Elk Big Data Query series: Elasticsearch and Logstash Basics

Last Update:2015-09-21 Source: Internet

Author: User

Tags delete cache logstash

Developer on Alibaba Coud: Build your first app with APIs, SDKs, and tutorials on the Alibaba Cloud. Read more ＞

Elk Big Data Query series: Elasticsearch and Logstash Basics

Recently, some internal projects have used massive data queries and elasticsearch. Due to the small amount of online data, I wrote an article myself, record various problems encountered during setup and solutions for your reference.

0 × 02: Installation

First, install es. Its installation and common plug-ins and configurations are very simple. Here is a brief introduction.

The system I use is in ubuntu12.04.05, And the only requirement of es is to install a newer version of java. The installation is also quite simple. Download the deb installation package (www. elastic. co) on the official website ). After installation, start the service sudo service elasticsearch start to access localhost: 9200.

The es configuration file is in/etc/elasticsearch. yml:
Cluster. name: elasticsearch # Here is the cluster name
Node. name: "Franz Kafka" # node name
# Node. data: true # specify whether the node stores index data
# Path. conf:/path/to/conf # Set the storage path of the configuration file
# Path. data:/path/to/data # Set the storage path of the index data. You can set multiple storage paths separated by commas.
# Path. logs:/path/to/logs # Set the log file storage path
To facilitate visual management of elasticsearch, install the elasticsearch head plug-in and go to the bin directory under the installation directory:
Sudo./plugin-install mobz/elasticsearch-head
Access http: // localhost: 9200/_ plugin/head/

0 × 03: Introduction

Now, the basic installation of elasticsearch has been completed. The following describes the basic structure of elasticsearch to help you have a basic understanding of elasticsearch.
Mysql databases tables Table tables row rows tables column columns
Elasticsearch indexes indices types documents fields

Elasticsearch indexes are confusing. They have three meanings:

1. An index is like a database in mysql. It is the place where data is stored.

2. An index (verb) indicates that a document is stored in an index (noun.

3. Inverted indexes are like adding an index to a specific column in mysql.

Similar to mysql, each database must have a table and a table structure. Each index of es has a type, and each type must have a mapping ). Mapping is like the table structure in mysql. It matches each field to a certain data type (such as string and date ).

You can add a field to an existing ing, but you cannot modify it. If a field already exists in the ing, this may mean that the data of that field has been indexed. If you change the field ing, the indexed data will be incorrect and cannot be correctly searched.

To improve search efficiency, elasticsearch uses inverted indexes for full-text search. Analyzer is used to characterize the text to be analyzed as appropriate terms and then standardize these terms so that they can be easily searched. (For example, fuzzy case and space)

For Chinese word segmentation, the ik plug-in is undoubtedly a better choice.

Download ik: https://github.com/medcl/elasticsearch-analysis-ik

Decompress the package and enter the directory package:
Sudo mvn compile)
Sudo mvn package
Maven

The target/releases directory is generated in the current directory after execution.

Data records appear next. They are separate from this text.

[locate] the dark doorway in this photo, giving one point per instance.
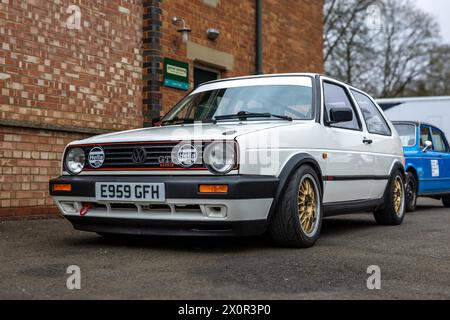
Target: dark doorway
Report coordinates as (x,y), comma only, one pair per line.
(202,75)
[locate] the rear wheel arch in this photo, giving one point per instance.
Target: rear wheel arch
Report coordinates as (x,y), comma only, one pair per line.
(413,171)
(397,166)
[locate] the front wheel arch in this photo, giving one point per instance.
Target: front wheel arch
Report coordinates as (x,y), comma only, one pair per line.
(288,170)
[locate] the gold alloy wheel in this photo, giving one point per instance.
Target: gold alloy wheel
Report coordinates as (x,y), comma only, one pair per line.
(398,196)
(307,205)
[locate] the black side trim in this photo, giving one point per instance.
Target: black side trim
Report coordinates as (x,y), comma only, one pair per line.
(317,93)
(167,228)
(434,195)
(354,178)
(338,208)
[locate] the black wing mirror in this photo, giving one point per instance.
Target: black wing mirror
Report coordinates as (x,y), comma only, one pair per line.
(338,115)
(427,147)
(156,122)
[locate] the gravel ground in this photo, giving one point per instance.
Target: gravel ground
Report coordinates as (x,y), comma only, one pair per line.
(414,260)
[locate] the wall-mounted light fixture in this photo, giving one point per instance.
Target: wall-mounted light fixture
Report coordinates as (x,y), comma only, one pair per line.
(183,30)
(213,34)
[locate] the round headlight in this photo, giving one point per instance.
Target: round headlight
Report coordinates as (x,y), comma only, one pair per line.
(220,157)
(75,160)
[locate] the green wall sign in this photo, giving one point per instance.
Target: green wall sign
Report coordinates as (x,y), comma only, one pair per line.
(176,74)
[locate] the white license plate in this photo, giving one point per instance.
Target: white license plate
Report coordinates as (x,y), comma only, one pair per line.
(130,192)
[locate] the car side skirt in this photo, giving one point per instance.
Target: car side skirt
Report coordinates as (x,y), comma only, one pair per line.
(350,207)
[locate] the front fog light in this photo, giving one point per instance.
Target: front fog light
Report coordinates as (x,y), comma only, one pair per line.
(75,160)
(220,157)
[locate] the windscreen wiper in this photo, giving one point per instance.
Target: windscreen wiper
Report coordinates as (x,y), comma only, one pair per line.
(244,115)
(178,121)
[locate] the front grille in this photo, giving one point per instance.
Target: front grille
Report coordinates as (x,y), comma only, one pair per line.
(120,156)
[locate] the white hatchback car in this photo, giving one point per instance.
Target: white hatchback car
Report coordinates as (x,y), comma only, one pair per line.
(241,156)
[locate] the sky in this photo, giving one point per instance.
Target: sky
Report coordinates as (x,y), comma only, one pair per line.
(440,9)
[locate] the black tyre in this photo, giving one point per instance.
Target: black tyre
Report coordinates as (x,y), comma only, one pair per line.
(297,221)
(411,193)
(446,201)
(394,202)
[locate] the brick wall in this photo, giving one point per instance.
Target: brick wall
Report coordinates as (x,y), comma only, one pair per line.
(29,158)
(59,84)
(54,75)
(51,76)
(292,35)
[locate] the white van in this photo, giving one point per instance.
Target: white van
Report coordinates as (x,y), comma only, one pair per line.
(432,110)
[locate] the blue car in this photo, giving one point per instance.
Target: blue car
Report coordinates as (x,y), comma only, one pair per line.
(427,156)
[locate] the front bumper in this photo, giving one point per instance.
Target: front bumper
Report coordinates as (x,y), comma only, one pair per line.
(244,210)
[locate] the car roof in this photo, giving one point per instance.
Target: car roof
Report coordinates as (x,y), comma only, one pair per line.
(278,75)
(417,123)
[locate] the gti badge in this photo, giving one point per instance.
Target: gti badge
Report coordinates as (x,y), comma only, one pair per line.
(139,155)
(96,157)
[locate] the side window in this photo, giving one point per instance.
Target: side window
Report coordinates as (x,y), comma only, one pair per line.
(374,119)
(439,142)
(425,136)
(336,97)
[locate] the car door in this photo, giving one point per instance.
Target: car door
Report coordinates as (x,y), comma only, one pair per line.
(349,157)
(431,164)
(381,145)
(441,151)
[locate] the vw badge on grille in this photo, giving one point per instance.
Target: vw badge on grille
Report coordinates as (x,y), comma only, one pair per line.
(96,157)
(139,155)
(185,155)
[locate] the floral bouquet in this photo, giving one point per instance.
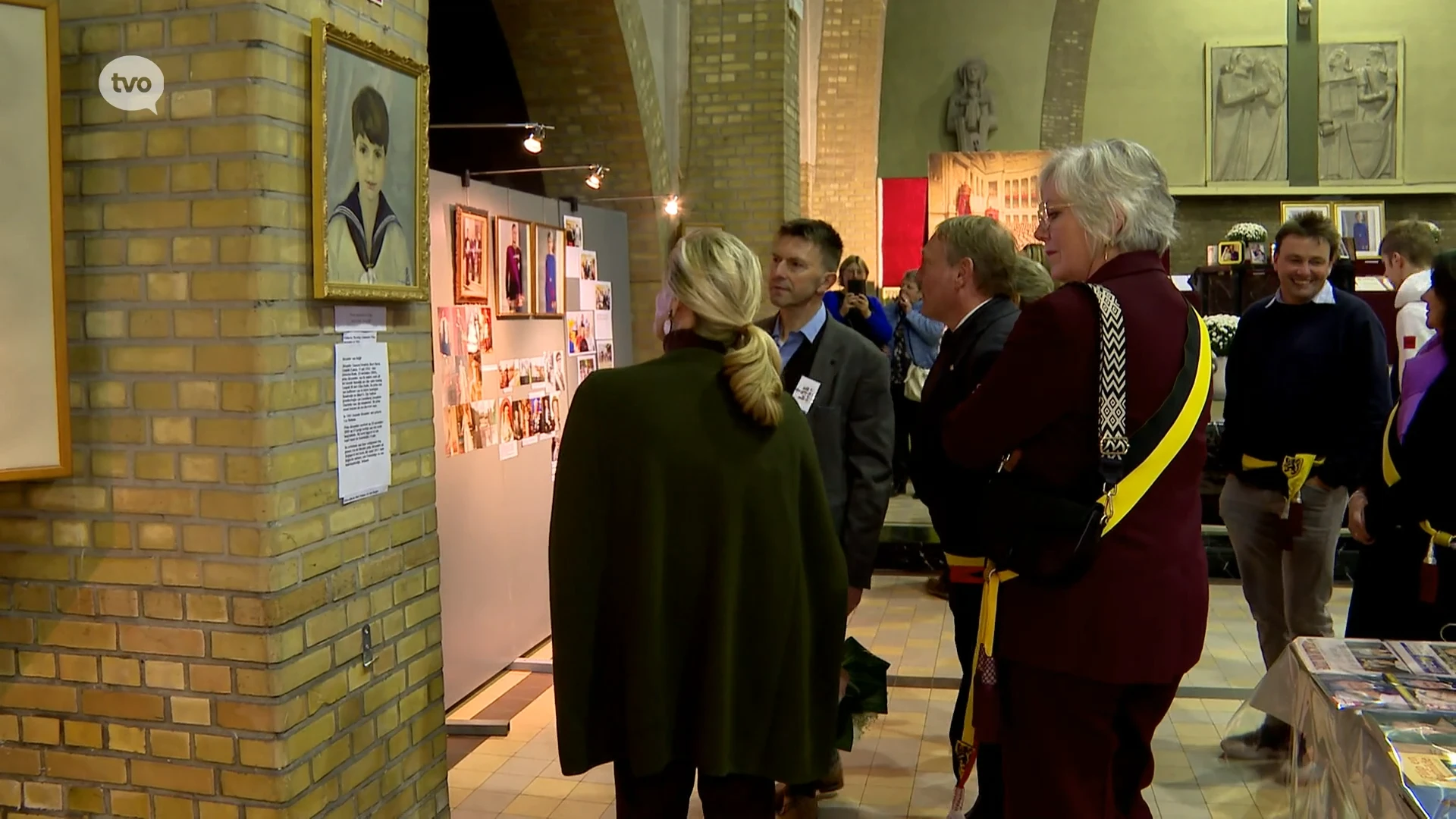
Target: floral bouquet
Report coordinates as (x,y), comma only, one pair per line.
(1247,232)
(1220,333)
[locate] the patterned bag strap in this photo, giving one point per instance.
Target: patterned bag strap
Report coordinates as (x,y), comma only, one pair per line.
(1111,387)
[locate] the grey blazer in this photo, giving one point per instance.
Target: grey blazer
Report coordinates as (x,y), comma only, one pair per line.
(854,425)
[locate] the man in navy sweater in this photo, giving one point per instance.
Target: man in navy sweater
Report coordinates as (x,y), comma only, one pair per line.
(1310,394)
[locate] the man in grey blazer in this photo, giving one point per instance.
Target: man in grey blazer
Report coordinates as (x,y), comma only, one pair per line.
(842,382)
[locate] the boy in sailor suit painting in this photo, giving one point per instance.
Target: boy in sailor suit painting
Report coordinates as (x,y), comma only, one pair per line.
(367,243)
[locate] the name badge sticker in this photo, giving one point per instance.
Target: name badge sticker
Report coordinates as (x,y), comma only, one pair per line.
(805,392)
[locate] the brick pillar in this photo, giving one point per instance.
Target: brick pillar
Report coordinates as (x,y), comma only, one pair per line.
(181,621)
(743,139)
(845,190)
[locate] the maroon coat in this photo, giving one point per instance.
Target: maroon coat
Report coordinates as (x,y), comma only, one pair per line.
(1141,613)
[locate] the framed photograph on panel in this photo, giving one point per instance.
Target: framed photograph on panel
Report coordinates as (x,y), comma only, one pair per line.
(588,265)
(370,177)
(513,268)
(36,404)
(1231,253)
(576,231)
(1363,223)
(549,299)
(472,256)
(1291,210)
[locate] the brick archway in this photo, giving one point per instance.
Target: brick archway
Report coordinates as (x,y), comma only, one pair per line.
(585,67)
(1063,104)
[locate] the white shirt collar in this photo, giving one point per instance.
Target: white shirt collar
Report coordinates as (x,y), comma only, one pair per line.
(1326,297)
(970,314)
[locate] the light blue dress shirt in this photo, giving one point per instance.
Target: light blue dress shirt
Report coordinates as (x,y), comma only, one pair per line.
(808,333)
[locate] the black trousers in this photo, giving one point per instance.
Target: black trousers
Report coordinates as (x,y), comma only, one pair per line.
(965,608)
(666,795)
(906,413)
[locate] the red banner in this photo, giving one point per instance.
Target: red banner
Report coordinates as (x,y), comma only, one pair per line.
(903,226)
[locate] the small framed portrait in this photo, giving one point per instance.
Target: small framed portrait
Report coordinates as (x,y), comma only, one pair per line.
(588,265)
(1231,253)
(580,337)
(574,229)
(1291,210)
(370,177)
(551,287)
(1363,223)
(1257,253)
(513,268)
(472,256)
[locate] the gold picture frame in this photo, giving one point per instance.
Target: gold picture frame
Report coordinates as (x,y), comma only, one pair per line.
(1231,254)
(1363,223)
(36,411)
(356,101)
(541,278)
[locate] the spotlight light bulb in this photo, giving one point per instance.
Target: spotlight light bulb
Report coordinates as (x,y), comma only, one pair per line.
(533,140)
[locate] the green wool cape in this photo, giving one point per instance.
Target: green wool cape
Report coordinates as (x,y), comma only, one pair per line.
(696,583)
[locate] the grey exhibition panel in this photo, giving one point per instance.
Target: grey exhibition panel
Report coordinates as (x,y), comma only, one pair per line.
(494,515)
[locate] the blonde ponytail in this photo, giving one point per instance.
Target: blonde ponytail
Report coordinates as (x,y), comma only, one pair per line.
(753,375)
(717,278)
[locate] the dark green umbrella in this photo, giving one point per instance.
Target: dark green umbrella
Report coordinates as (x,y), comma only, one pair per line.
(865,695)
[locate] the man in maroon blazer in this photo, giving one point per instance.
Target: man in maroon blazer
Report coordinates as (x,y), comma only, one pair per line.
(1094,664)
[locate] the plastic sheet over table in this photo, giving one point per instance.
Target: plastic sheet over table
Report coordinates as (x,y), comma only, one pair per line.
(1356,771)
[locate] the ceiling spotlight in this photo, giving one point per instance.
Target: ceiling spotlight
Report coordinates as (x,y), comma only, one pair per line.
(533,140)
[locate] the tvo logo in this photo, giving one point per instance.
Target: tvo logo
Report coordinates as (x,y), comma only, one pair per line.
(131,83)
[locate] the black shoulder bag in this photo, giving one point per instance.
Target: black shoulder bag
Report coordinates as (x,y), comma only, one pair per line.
(1046,537)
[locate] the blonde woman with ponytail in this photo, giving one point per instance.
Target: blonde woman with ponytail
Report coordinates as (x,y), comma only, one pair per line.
(696,580)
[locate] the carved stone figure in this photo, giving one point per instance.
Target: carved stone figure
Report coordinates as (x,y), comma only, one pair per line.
(971,112)
(1359,91)
(1250,127)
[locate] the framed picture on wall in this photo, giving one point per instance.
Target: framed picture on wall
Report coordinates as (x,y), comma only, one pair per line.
(36,410)
(576,231)
(472,256)
(1363,223)
(588,265)
(370,177)
(513,268)
(549,297)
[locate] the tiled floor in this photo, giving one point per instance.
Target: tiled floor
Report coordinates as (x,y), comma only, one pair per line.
(900,768)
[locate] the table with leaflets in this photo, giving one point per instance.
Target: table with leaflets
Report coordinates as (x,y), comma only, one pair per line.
(1378,722)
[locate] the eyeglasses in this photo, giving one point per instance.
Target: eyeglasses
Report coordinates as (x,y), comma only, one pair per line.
(1046,213)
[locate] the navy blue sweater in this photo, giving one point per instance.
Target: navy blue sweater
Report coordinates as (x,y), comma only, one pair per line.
(1307,379)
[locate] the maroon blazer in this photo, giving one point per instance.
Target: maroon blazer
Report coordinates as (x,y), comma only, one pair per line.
(1141,613)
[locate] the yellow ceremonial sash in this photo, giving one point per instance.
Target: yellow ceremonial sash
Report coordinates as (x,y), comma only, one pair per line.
(1117,504)
(1296,469)
(1392,477)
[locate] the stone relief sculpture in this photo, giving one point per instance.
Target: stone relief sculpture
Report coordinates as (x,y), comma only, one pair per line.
(1248,124)
(1359,93)
(971,112)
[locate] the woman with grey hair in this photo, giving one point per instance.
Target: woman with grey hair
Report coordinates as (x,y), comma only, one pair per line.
(1095,656)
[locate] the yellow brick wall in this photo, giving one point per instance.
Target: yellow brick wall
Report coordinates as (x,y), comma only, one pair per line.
(843,190)
(181,621)
(742,140)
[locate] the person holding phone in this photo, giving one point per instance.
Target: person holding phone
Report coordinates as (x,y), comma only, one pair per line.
(855,306)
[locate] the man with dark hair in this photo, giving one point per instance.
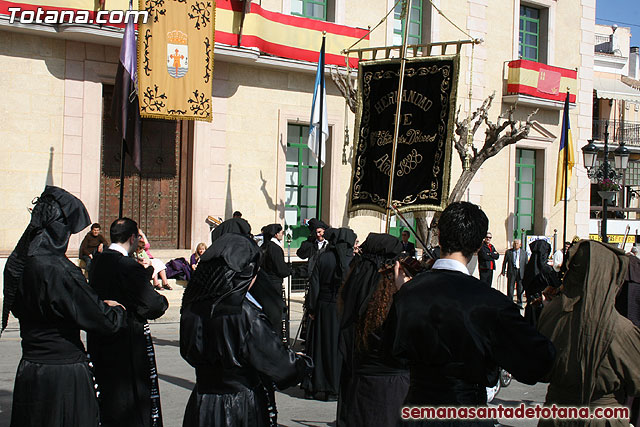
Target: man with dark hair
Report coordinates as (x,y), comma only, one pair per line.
(513,265)
(93,242)
(454,331)
(407,247)
(487,256)
(125,366)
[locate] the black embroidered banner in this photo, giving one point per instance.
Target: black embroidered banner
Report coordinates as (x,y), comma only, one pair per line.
(423,157)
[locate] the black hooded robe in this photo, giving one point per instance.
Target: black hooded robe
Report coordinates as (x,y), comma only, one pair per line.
(124,363)
(50,297)
(322,337)
(371,389)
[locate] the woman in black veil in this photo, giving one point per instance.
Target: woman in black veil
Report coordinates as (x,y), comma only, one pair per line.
(51,299)
(538,276)
(228,340)
(326,279)
(371,389)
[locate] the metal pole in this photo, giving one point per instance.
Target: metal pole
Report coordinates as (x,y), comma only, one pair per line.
(319,184)
(605,237)
(396,132)
(566,171)
(121,201)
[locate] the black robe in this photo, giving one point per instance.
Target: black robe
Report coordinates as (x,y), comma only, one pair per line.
(454,331)
(123,363)
(54,385)
(232,349)
(268,287)
(323,330)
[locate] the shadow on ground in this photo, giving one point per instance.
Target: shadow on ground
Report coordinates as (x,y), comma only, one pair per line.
(5,407)
(180,382)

Copy elasticsearch-analysis-ik-1.4.0.zip to the new plug-ins/analysis-ik file in the ES directory and decompress the file. You can create a directory without this directory. Copy the config/ik in the elasticsearch-analysis-ik directory to the config directory of ES.

Open config/elasticsearch. yml and add:

Index: analysis: analyzer: ik: alias: [ik_analyzer] type: org. elasticsearch. index. analysis. ikAnalyzerProvider ik_max_word: # splits the text in the most fine-grained manner, exhausting various possible combinations: type: ik use_smart: false ik_smart: type: ik use_smart: true

Restart es to make the ik splitter available.

A good word divider can improve query efficiency, accuracy, and comprehensiveness.

Elasticsearch comes with a default word divider. If you do not need it, you can declare it when creating mapping.

"Index": "not_analyzed ".

0 × 04: import data

Import data. Here I use logstash:

The processing process of logstash is divided into three stages, but it has rich functions:
Input-> Filter-> Output
Import-> process-> output

Data in json, csv, xml, and other formats can be imported, and data can be exported from other databases.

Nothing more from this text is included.